Influenza virus (H5N1) in live bird markets and food markets, Thailand.
In Thailand, from 2004 through 2008, 6 major outbreaks of avian influenza occurred (January-March 2004, July-October 2004, October-December 2005, January-March 2006, November-March 2007, and January 2008). We report on a 14-month avian influenza surveillance program and its finding of influenza virus (H5N1) in live bird and food markets in Thailand.
From July 2006 through August 2007, an influenza (H5NI) surveillance program was conducted in live bird and food markets in 10 provinces of central Thailand (Figure 1).
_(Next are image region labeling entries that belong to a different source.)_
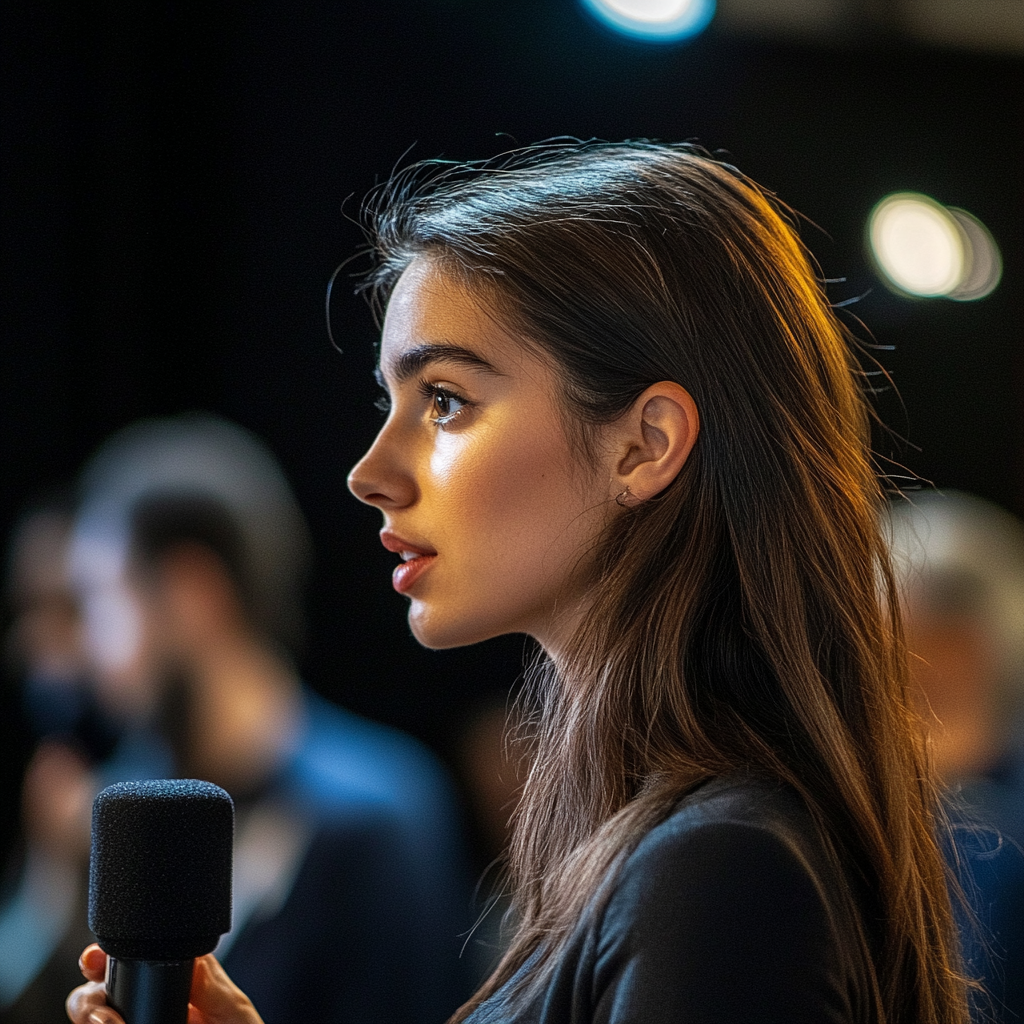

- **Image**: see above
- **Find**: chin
[409,600,507,650]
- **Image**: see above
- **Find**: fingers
[65,981,124,1024]
[188,953,263,1024]
[78,942,106,981]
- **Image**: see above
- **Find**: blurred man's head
[893,492,1024,781]
[72,415,309,719]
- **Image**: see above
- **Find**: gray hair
[75,413,311,643]
[891,490,1024,712]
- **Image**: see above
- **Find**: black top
[469,775,876,1024]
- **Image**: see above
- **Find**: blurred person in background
[66,415,472,1024]
[892,492,1024,1021]
[0,495,115,1024]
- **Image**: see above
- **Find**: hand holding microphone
[68,779,259,1024]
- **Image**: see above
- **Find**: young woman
[70,142,968,1024]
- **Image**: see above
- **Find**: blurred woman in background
[70,142,969,1024]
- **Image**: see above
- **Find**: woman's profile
[69,142,969,1024]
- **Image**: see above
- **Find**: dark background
[0,0,1024,827]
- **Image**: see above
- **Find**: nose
[348,424,416,511]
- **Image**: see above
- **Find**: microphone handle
[106,956,196,1024]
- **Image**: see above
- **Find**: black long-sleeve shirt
[469,775,876,1024]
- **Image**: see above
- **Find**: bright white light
[583,0,715,41]
[949,206,1002,302]
[867,193,1002,302]
[867,193,967,295]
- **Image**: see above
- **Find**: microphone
[89,779,234,1024]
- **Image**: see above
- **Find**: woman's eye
[420,381,470,427]
[431,390,466,426]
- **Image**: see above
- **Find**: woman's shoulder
[634,771,820,858]
[616,772,847,917]
[594,775,880,1021]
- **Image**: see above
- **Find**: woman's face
[348,258,615,653]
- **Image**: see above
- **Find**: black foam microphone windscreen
[89,779,234,1024]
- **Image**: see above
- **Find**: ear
[609,381,700,505]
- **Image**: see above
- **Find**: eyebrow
[374,342,505,390]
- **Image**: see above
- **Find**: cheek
[431,431,588,583]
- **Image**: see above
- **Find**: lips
[381,529,437,594]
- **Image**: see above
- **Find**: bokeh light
[583,0,715,42]
[948,206,1002,302]
[867,193,1002,301]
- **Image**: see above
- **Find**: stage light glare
[583,0,715,42]
[948,206,1002,302]
[867,193,970,296]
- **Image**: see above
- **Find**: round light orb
[867,193,970,296]
[947,206,1002,302]
[583,0,715,42]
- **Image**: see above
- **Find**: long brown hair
[358,141,968,1024]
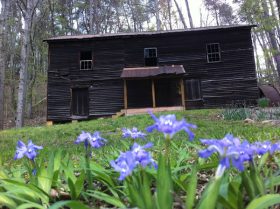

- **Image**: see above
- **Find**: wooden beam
[152,79,156,108]
[123,80,127,109]
[180,78,186,109]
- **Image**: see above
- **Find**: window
[144,48,158,66]
[72,88,88,116]
[80,51,92,70]
[185,79,202,101]
[206,43,221,63]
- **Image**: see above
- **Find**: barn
[45,25,258,122]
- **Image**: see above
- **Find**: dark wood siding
[48,27,258,120]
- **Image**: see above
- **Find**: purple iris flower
[147,112,197,140]
[110,143,157,181]
[131,142,157,168]
[199,134,252,176]
[122,127,146,139]
[14,140,43,160]
[110,151,137,181]
[75,131,107,148]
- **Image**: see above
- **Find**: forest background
[0,0,280,129]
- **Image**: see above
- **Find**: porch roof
[121,65,186,78]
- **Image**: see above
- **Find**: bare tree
[16,0,40,128]
[261,1,280,82]
[0,0,6,130]
[174,0,187,29]
[185,0,194,28]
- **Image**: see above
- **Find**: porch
[121,65,185,115]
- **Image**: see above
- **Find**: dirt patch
[4,117,46,129]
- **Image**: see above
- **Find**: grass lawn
[0,109,280,163]
[0,109,280,209]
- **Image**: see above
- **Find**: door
[72,88,89,116]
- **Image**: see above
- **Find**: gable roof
[44,25,256,42]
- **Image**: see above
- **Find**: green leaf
[86,191,126,208]
[0,193,17,209]
[1,179,49,203]
[198,177,222,209]
[156,155,173,209]
[37,165,53,194]
[48,200,90,209]
[246,194,280,209]
[186,168,197,209]
[17,203,45,209]
[241,171,256,200]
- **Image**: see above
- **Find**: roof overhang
[44,25,257,43]
[121,65,186,79]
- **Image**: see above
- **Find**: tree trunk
[174,0,187,29]
[185,0,194,28]
[16,0,34,128]
[155,0,161,31]
[167,0,172,30]
[261,1,280,80]
[89,0,95,34]
[0,0,6,130]
[275,0,280,20]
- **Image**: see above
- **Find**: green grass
[0,110,280,164]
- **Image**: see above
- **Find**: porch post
[152,79,156,108]
[123,79,127,109]
[180,78,186,109]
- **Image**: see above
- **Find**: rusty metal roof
[44,25,256,42]
[259,85,280,105]
[121,65,186,78]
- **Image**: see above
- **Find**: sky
[178,0,203,27]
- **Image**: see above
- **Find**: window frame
[206,42,222,63]
[184,78,203,101]
[144,47,158,67]
[79,50,93,71]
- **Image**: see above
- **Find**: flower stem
[165,135,171,159]
[85,147,93,190]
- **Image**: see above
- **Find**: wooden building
[46,25,258,122]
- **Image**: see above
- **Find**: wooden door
[72,88,89,116]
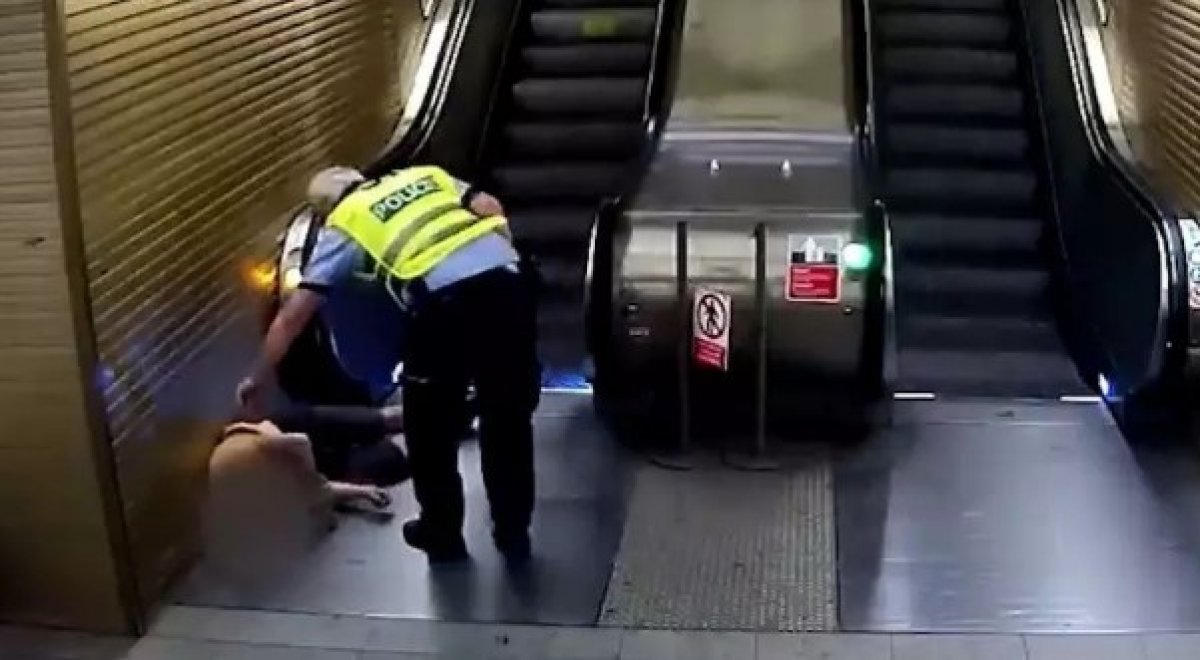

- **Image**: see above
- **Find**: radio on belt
[784,234,842,302]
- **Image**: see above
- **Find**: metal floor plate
[600,451,838,631]
[838,403,1200,632]
[175,395,628,624]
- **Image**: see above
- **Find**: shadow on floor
[174,395,629,624]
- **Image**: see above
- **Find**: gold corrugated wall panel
[1106,0,1200,209]
[65,0,420,600]
[0,0,125,633]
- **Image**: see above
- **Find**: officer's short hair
[308,166,366,215]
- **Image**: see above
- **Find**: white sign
[691,287,733,371]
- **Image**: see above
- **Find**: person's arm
[454,172,512,241]
[238,228,361,413]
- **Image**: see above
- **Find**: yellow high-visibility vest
[328,167,508,281]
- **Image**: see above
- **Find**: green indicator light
[841,242,871,270]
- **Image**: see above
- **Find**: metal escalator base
[174,395,628,625]
[838,402,1200,632]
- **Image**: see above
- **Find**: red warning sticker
[691,288,733,371]
[785,234,841,302]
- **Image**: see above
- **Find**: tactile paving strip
[600,452,838,632]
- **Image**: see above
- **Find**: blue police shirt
[300,227,518,398]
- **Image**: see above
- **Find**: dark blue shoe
[403,520,470,564]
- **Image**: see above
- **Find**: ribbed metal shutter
[65,0,420,600]
[0,0,124,633]
[1104,0,1200,209]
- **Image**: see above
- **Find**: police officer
[238,167,541,562]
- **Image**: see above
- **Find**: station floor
[7,606,1200,660]
[16,396,1200,660]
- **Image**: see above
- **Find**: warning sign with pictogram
[691,288,733,371]
[784,234,841,302]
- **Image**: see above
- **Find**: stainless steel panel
[175,395,631,625]
[0,0,132,638]
[60,0,425,602]
[592,0,868,428]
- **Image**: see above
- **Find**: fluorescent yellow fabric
[329,167,508,281]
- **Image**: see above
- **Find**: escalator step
[529,8,658,43]
[512,78,646,119]
[883,84,1025,120]
[538,255,588,302]
[898,348,1086,398]
[506,206,596,249]
[502,122,646,160]
[884,122,1030,162]
[492,163,626,202]
[895,259,1050,318]
[898,314,1062,350]
[875,0,1008,12]
[521,43,650,77]
[880,12,1013,47]
[880,47,1016,83]
[884,168,1037,210]
[892,214,1043,266]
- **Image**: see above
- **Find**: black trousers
[403,269,541,536]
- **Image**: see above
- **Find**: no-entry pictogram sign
[691,288,733,371]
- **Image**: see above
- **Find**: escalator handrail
[847,0,898,389]
[854,0,882,194]
[474,0,529,176]
[1019,0,1188,393]
[367,0,476,175]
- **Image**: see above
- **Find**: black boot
[403,520,470,564]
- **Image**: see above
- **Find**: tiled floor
[0,607,1200,660]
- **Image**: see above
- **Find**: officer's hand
[238,376,263,419]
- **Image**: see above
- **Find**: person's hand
[238,376,263,419]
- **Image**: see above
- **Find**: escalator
[482,0,661,384]
[871,0,1084,398]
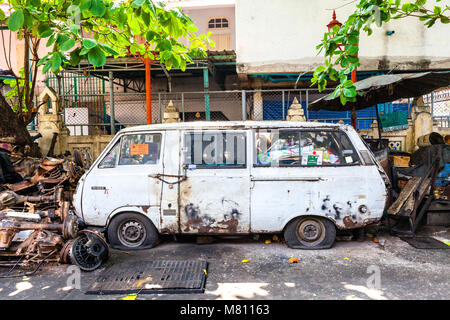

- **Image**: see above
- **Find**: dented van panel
[74,121,387,240]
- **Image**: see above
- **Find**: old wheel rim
[117,220,147,248]
[297,218,325,245]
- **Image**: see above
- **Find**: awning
[308,71,450,111]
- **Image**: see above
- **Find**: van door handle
[91,186,106,190]
[251,177,326,182]
[148,173,187,184]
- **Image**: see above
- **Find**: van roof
[119,121,349,133]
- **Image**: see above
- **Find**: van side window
[255,129,358,166]
[98,140,120,169]
[119,133,161,166]
[255,130,301,165]
[184,131,246,168]
[340,133,359,164]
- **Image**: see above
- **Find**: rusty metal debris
[0,148,108,271]
[387,144,450,236]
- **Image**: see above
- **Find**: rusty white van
[74,121,387,250]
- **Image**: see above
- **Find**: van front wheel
[284,217,336,249]
[108,213,158,250]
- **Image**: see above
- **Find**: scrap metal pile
[387,134,450,235]
[0,148,108,271]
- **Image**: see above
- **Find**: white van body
[74,121,387,249]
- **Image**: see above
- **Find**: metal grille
[423,89,450,128]
[41,72,450,135]
[86,260,208,294]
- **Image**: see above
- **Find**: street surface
[0,228,450,300]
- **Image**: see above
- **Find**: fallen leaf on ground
[289,258,300,263]
[137,277,153,287]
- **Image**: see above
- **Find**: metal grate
[400,237,450,249]
[86,260,208,294]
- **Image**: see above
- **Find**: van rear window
[254,129,359,166]
[119,133,161,166]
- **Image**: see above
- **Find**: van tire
[108,212,158,250]
[284,216,336,250]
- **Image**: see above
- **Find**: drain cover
[86,260,208,294]
[400,237,450,249]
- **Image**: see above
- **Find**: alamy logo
[66,265,81,289]
[366,265,381,290]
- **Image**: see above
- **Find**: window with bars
[208,17,229,29]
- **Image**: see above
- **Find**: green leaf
[158,39,172,51]
[50,53,62,73]
[83,38,97,50]
[89,0,106,17]
[23,10,34,28]
[343,87,356,98]
[8,10,25,31]
[60,38,75,51]
[99,43,119,56]
[46,34,56,48]
[80,0,92,11]
[131,0,145,9]
[88,47,106,67]
[38,22,53,38]
[339,94,347,106]
[69,48,81,67]
[145,31,158,42]
[342,80,353,88]
[314,66,325,74]
[348,35,359,44]
[347,46,359,55]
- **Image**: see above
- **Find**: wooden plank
[387,177,422,215]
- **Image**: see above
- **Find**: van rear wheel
[108,213,158,250]
[284,217,336,249]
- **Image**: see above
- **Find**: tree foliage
[0,0,212,123]
[311,0,450,105]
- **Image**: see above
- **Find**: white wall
[235,0,450,74]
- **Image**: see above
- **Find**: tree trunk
[0,92,41,157]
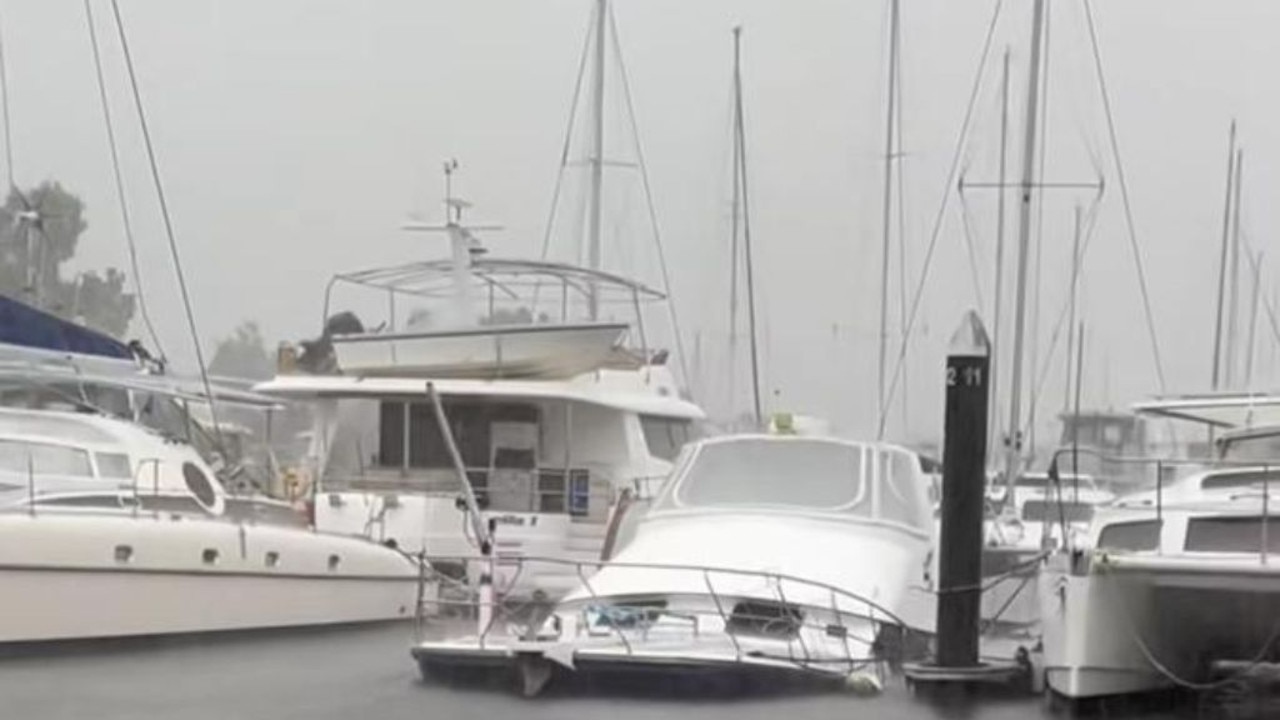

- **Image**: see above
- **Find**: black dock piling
[904,310,1025,691]
[937,311,991,667]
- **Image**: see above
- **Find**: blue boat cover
[0,295,133,360]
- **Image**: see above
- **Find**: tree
[209,320,275,380]
[0,181,137,337]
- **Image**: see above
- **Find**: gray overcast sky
[0,0,1280,436]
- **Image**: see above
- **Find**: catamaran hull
[0,515,419,643]
[333,323,627,378]
[1039,557,1280,698]
[0,568,413,643]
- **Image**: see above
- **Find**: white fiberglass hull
[1041,548,1280,698]
[333,323,627,378]
[0,514,417,643]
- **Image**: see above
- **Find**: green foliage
[0,181,137,337]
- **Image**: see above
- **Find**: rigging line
[876,0,905,430]
[959,190,987,307]
[876,0,1005,438]
[527,9,595,315]
[1242,230,1280,351]
[1025,4,1053,455]
[0,10,18,190]
[84,0,165,359]
[1085,0,1167,395]
[895,9,911,428]
[1019,190,1102,433]
[111,0,230,448]
[1020,192,1102,433]
[532,8,594,263]
[606,0,692,392]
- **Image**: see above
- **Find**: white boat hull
[333,323,627,378]
[1041,548,1280,698]
[0,512,417,643]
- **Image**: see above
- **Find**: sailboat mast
[1062,205,1084,412]
[1211,120,1235,392]
[1005,0,1044,491]
[1226,147,1244,387]
[1244,250,1262,389]
[987,47,1009,453]
[733,26,764,428]
[728,27,742,397]
[586,0,609,320]
[876,0,906,434]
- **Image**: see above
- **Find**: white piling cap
[947,310,991,357]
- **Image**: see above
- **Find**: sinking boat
[412,436,936,692]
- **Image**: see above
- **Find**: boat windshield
[673,438,865,510]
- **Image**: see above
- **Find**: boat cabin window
[372,401,539,469]
[1098,520,1162,551]
[1023,499,1093,523]
[1201,466,1280,489]
[93,452,133,479]
[675,439,870,514]
[0,439,93,478]
[876,450,918,525]
[640,415,694,460]
[1184,516,1280,553]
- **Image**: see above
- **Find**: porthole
[182,462,218,510]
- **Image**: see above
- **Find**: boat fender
[845,670,884,697]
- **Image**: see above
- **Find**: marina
[0,0,1280,720]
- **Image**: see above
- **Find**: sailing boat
[0,5,419,643]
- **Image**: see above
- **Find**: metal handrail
[703,570,742,661]
[576,562,631,655]
[414,555,910,628]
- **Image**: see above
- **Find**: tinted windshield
[676,439,864,510]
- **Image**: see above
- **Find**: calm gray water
[0,625,1218,720]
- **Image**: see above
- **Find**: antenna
[401,158,502,325]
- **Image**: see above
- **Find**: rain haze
[3,0,1280,439]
Cloacal swabs (n = 381) were sampled from live chickens, ducks, pigeons, and house sparrows. Visceral organs and bird meats (n = 549) were collected from carcasses of chickens, ducks, quails, water cocks, water hens, swamp hens, crakes, parakeets, and moor hens at local food markets (Tables 1, 2). An average of 4 markets (range 1-6) were visited each month, and =18 samples were collected from each market. All samples were from backyard animals or local meat birds. None were from birds from standard farming systems with high biosecurity.
The viruses were propagated by embryonated egg inoculation (1). Allantoic fluids were tested for influenza subtype H5N1 by hemagglutination (HA). Multiplex reverse transcription-PCR (RT-PCR) was performed to amplify H5, neuraminidase (N) 1, and matrix (M) genes from HA-positive samples (2).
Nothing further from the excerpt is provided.